Hugo Rezende Henriques*

Uma tarde de junho de 2024, com todas as características de uma cotidianidade atroz, me trespassava a vida de professor do magistério superior em greve quando soa o interfone de meu apartamento, e escuto o porteiro do prédio me alertar, algo preocupado e algo zombeteiro, que uma Oficial de Justiça estava a me esperar no saguão. Nenhum cidadão brasileiro aguarda uma surpresa dessas e, seguramente, as mais mirabolantes teorias sobre de quem ou o porquê poderia eu estar sofrendo um processo e sendo intimado me atravessaram a mente. Desci como se desce ao umbral, à espera de sofrer o vaticínio de quem seguramente me queria mal – ninguém imagina ser intimado por motivos agradáveis.

Para minha surpresa, a Oficial, muito simpática, abriu um sorriso divertido e levemente sórdido ao me ver sair do elevador, e foi logo se explicando. Tratava-se de uma intimação para comparecer ao Fórum de Uberlândia em algum momento do mês vindouro, de julho, para a pauta de um mutirão de julgamentos por Júri Popular. Eu comporia o grupo de cidadãos idôneos que a Constituição brasileira determina que devam julgar os casos de crimes dolosos contra a vida (Art. 5º, XXXVIII, “d”). A intimação tratava de caso a ser julgado em uma segunda-feira, e em um complemento de três linhas explicava que se estenderia ao restante da semana – depois eu soube que, por economia (de impressões, suponho), a intimação de um processo era aproveitada aos demais. O ofício ainda alertava que o não comparecimento acarretaria multa a critério do juiz; jamais seria o caso, pois os atos da vida cívica sempre me encantaram, desde os mais nobres, como o voto, até os mais simples.

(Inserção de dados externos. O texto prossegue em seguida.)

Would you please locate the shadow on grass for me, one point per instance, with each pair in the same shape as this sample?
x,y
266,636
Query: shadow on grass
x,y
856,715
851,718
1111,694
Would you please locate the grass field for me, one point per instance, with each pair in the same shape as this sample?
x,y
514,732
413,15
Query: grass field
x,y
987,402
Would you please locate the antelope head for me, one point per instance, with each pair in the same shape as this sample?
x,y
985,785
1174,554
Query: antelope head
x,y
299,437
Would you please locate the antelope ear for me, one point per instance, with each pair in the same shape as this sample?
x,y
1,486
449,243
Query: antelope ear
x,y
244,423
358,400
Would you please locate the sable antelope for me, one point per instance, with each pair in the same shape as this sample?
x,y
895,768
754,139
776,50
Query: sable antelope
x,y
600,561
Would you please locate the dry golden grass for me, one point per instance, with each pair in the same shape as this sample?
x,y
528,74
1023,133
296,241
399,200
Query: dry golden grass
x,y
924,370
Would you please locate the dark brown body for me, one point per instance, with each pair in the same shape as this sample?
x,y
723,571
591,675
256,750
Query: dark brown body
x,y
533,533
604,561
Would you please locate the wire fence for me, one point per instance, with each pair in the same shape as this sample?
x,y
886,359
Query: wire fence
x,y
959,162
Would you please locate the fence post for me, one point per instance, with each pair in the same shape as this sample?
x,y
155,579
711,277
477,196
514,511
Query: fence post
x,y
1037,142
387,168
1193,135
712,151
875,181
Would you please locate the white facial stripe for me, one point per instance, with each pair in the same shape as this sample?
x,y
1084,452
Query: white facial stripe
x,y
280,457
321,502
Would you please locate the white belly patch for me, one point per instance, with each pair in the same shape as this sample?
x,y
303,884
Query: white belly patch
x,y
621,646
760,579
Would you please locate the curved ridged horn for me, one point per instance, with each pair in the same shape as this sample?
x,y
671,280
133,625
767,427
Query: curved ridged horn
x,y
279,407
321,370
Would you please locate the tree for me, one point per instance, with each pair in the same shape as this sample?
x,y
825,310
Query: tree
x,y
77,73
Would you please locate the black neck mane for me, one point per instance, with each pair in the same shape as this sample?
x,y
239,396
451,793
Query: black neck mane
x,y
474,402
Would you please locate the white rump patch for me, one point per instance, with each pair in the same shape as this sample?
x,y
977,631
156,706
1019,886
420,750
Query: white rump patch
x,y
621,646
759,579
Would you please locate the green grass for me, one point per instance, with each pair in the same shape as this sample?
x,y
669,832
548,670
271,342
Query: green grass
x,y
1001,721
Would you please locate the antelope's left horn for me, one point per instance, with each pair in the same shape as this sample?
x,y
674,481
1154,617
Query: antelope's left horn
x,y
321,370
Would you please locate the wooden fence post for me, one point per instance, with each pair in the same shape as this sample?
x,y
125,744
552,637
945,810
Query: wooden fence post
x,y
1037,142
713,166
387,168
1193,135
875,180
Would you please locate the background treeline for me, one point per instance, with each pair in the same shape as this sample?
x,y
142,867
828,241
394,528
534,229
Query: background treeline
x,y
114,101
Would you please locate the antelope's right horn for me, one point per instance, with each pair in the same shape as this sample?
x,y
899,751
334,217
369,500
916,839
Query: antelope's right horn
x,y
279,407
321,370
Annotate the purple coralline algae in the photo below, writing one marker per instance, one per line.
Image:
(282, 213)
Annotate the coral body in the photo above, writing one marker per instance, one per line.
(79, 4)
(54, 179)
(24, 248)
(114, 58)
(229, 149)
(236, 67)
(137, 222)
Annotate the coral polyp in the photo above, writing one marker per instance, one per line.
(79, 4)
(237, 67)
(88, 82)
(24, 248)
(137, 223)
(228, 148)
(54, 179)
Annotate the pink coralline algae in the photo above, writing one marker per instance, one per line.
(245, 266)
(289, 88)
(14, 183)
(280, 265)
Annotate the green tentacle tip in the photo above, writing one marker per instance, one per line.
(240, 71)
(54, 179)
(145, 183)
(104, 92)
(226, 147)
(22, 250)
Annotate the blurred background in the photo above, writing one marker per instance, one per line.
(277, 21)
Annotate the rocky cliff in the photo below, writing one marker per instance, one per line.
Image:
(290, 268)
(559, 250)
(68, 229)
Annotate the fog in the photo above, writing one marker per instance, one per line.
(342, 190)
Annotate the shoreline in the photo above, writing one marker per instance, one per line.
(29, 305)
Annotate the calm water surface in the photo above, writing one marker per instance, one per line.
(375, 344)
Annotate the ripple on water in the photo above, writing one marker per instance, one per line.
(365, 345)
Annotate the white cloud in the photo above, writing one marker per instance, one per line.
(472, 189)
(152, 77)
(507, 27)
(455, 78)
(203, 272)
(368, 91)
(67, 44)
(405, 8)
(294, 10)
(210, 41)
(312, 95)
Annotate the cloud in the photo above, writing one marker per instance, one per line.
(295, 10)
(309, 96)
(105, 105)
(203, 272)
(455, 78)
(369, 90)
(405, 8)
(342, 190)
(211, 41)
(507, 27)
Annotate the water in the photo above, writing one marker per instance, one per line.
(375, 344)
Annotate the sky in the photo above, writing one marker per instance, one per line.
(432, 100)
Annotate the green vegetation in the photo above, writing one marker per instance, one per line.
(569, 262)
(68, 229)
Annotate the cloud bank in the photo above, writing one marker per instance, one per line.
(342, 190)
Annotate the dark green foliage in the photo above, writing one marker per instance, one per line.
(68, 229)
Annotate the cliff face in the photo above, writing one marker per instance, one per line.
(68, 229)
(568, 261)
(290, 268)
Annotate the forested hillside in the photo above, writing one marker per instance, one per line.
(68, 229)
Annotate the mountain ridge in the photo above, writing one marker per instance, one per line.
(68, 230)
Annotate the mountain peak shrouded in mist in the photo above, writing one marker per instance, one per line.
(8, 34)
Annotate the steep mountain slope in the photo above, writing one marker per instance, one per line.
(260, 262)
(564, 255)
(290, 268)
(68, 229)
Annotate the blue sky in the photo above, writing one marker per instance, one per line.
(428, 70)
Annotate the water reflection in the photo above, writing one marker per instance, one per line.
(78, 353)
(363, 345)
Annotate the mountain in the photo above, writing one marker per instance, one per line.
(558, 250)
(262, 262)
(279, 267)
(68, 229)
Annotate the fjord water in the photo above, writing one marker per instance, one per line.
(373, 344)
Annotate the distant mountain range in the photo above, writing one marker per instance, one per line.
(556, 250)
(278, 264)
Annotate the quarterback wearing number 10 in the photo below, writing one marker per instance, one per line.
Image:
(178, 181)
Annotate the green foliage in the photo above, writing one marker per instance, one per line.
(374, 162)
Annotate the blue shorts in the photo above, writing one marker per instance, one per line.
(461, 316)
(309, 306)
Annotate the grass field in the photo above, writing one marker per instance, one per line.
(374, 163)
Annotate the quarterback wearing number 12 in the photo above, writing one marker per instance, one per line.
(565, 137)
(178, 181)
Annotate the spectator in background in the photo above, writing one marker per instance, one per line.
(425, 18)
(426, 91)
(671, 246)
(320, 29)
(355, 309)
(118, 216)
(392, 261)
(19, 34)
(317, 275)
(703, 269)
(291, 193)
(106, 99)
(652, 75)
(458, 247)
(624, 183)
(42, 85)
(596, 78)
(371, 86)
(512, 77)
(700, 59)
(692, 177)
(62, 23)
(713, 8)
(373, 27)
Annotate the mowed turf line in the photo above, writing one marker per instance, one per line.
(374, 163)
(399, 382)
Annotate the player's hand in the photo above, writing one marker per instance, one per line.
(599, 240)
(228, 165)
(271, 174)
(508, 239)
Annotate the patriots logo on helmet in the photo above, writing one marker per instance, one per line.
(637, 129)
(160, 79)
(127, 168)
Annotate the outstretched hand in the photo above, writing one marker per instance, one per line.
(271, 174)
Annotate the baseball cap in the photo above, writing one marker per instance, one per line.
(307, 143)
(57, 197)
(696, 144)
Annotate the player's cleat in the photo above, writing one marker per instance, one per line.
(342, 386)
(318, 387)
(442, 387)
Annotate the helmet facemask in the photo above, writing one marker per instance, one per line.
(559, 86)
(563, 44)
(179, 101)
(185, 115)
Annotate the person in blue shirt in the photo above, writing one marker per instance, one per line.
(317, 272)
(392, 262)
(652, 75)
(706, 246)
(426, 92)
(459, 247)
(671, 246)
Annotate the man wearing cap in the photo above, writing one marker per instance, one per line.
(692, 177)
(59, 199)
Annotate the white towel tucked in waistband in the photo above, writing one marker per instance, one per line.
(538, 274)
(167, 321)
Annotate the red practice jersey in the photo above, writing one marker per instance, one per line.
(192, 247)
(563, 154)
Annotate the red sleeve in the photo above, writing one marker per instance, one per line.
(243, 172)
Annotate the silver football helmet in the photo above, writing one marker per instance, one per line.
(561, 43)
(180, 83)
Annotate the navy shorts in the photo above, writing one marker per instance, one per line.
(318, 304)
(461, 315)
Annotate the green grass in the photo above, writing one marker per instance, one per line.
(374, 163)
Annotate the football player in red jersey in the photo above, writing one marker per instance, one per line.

Sou, aliás, sistemático defensor de que o Estado de Direito tem por características fundamentais, precisamente, seus compromissos com a democracia (enquanto método de formação da vontade nacional a partir do embate ideológico no Parlamento) e com a cidadania (enquanto finalidade mesma do Estado de Direito, tendo em seus destinatários os nacionais e eventualmente também outros que nossa cultura entenda aproveitarem dos nossos Direitos Fundamentais – a universalidade do SUS é seguramente o melhor exemplo). A cidadania, entretanto, é um compromisso de mão dupla, de direitos e deveres entre cidadãos e Estado, e precisa e deve ser vivenciada a todo o momento, especialmente quando a aproximação entre ambos os “polos” é mais patente.

Cumpri meu papel com esmero e, apesar da minha conhecidíssima ojeriza às manhãs, tecidas pela criação, nisso creio, para que se desenvolva o melhor sono dos justos, lá estava no Fórum às nove horas da manhã, pronto para cumprir o papel a que havia sido intimado. Se iniciava então minha saga de estarrecimento e indignação. A intimação não explicava absolutamente nada sobre o instituto do Tribunal do Júri e, perante um conjunto de cidadãos assustados e em profundo desconhecimento da significação ou do trâmite que ali se processaria, fomos recebidos por serventuários da justiça que tampouco nos disseram algo além de um convite a nos assentarmos.

Não tecerei maiores comentários à estética – pavorosa – das repartições públicas tocadas pela tecnocracia, suas divisórias de “MDF”, seus tons pastéis de creme, suas mesas e cadeiras de plástico e madeirite. É a mesma antiestética que cotidianamente presencio na maior parte das salas e corredores das Universidades do Brasil. Nem discutirei a razoabilidade de um “Mutirão de Júri”, deslocando promotores, defensores e magistrados regiamente compensados por se disponibilizarem a cumprir as tarefas que os magistrados locais aparentemente não têm conseguido realizar em tempo razoável. A título de curiosidade, e em tom de boa fofoca, em Minas Gerais a diária dos magistrados (juízes de Direito) hoje varia entre R$800,00 e R$1.200,00, a depender do destino. A título de comparação, os servidores federais, em regra (há exceções, conforme a natureza do cargo), recebem diárias entre R$335,00 e R$425,00, conforme o destino.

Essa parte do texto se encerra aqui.